Володя смотрел на него удивленно и недоверчиво:
– Откуда это было известно?
– Неважно, откуда. Важно, что мы об этом узнали заблаговременно. Ты сам знаешь – в городе после бомбежки почти не осталось промышленных помещений, так что ангар этот был для немцев находкой. К тому же лес – ничего не видно и не слышно.
– Почему же ты тогда прямо не сказал, я ведь тебя спрашивал?
– Не знаю, может, я был не прав. Но мне все эти твои расспросы не понравились, ясно? Что за едрен колпак, в самом деле, – подпольщик получает четко определенное задание и принимается рассуждать: а нужно ли, мол, его выполнять, может, оно вообще ни к чему?.. В нашем положении, Глушко, любое задание должно выполняться, как в армии боевой приказ. Получил – выполни, а не рассуждай. Я тебя, в общем, не виню, потому что с этим у всех у нас слабо, я первый же и виноват, – нужно было тогда же, когда ты начал меня расспрашивать, зачем, мол, да почему, устроить тебе хороший раздолбон и на том покончить. Не вступая ни в какие объяснения.
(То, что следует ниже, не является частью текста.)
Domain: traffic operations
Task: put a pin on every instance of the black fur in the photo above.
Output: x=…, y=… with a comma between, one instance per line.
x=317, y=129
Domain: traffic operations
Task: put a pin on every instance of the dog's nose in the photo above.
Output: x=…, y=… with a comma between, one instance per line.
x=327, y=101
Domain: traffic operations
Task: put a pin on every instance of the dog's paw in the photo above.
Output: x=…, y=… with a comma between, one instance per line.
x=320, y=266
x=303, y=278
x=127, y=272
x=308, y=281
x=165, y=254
– Конечно, – согласился Володя. – Я только не понимаю одного, Алексей. Почему было не подождать, пока установят оборудование? Уничтожить объект накануне пуска было бы куда ценнее...
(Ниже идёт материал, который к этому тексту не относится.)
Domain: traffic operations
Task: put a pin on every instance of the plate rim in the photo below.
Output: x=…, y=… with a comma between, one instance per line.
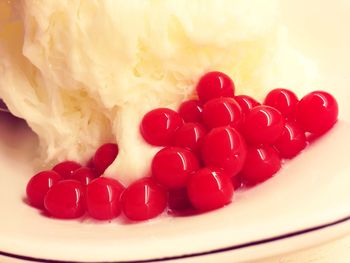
x=250, y=244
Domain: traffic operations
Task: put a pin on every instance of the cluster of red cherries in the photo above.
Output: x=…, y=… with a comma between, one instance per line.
x=213, y=145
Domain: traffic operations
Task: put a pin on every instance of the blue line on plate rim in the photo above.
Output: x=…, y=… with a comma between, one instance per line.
x=198, y=254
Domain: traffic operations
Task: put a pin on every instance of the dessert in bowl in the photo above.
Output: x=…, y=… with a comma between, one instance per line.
x=256, y=91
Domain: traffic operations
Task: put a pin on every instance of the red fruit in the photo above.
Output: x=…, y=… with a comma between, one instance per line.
x=66, y=168
x=190, y=136
x=103, y=198
x=144, y=199
x=209, y=189
x=84, y=174
x=38, y=186
x=178, y=200
x=172, y=166
x=246, y=103
x=285, y=101
x=262, y=163
x=224, y=148
x=222, y=112
x=159, y=126
x=214, y=85
x=263, y=125
x=105, y=156
x=66, y=199
x=292, y=140
x=317, y=112
x=191, y=111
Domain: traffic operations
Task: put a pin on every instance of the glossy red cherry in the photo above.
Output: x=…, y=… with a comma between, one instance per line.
x=246, y=103
x=317, y=112
x=38, y=186
x=159, y=126
x=209, y=188
x=263, y=125
x=191, y=111
x=103, y=198
x=105, y=156
x=66, y=168
x=66, y=199
x=292, y=140
x=172, y=166
x=224, y=148
x=284, y=100
x=222, y=112
x=144, y=199
x=84, y=174
x=190, y=136
x=262, y=163
x=178, y=200
x=214, y=85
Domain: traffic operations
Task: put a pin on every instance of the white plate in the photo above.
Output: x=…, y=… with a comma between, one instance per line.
x=306, y=204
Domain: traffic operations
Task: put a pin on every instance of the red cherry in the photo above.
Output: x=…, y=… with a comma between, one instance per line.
x=191, y=111
x=209, y=189
x=222, y=112
x=214, y=85
x=84, y=174
x=284, y=100
x=262, y=163
x=190, y=136
x=178, y=200
x=144, y=199
x=225, y=148
x=159, y=126
x=105, y=156
x=103, y=198
x=317, y=112
x=66, y=168
x=246, y=103
x=292, y=140
x=172, y=166
x=66, y=199
x=263, y=125
x=38, y=186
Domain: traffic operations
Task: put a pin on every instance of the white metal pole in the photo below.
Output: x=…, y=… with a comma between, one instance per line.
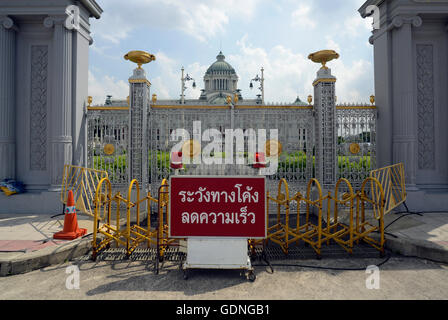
x=183, y=86
x=262, y=85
– Ерунда, оборудование не стоит тех жертв, которые пришлось бы затратить на такую операцию. Да и вообще неизвестно, удалось ли бы ее провести. Если бы начался монтаж, немцы поставили бы колючую проволоку, часовых, так что не думай, что это было бы просто. А так все прошло, как по маслу. Я считаю, что мы это сделали просто изящно. Без шума, без крови, а танкоремонтные мастерские накрылись. Если бы не тот дурак, что тебе встретился...
– Ладно, не будем о нем. Насчет ангара, в таком случае, беру свои слова обратно. Но одна успешная операция – это очень мало, Алексей. Я почему вспомнил слова Митрофаныча? У нас слишком мал КПД, понимаешь? Жизнями мы рискуем в той же мере, что и партизаны, но делаем в сто раз меньше. Только это я и хотел сказать. Если тебя схватят со сводкой Информбюро, которую ты отпечатал, а какого-нибудь партизана – с полными карманами взрывчатки, то и ему и тебе, обоим будет одинаковая петля. По-моему, в таком случае лучше уж взрывчатка, чем листовки...
– Как когда, Глушко. Иногда бывает наоборот. Я вот по какому делу зашел... Во вчерашнем номере «Дойче-Украинэ» была, говорят, одна статейка – Володя полез в карман и выложил перед Кривошипом сложенный номер газеты:
– Вот она. На второй странице.
– А-а, – сказал Кривошип, разворачивая газету. – Читал уже?
– Читал.
– Ну и как?
Володя помолчал.
– Знаешь, Алексей, по-моему, им скоро капут.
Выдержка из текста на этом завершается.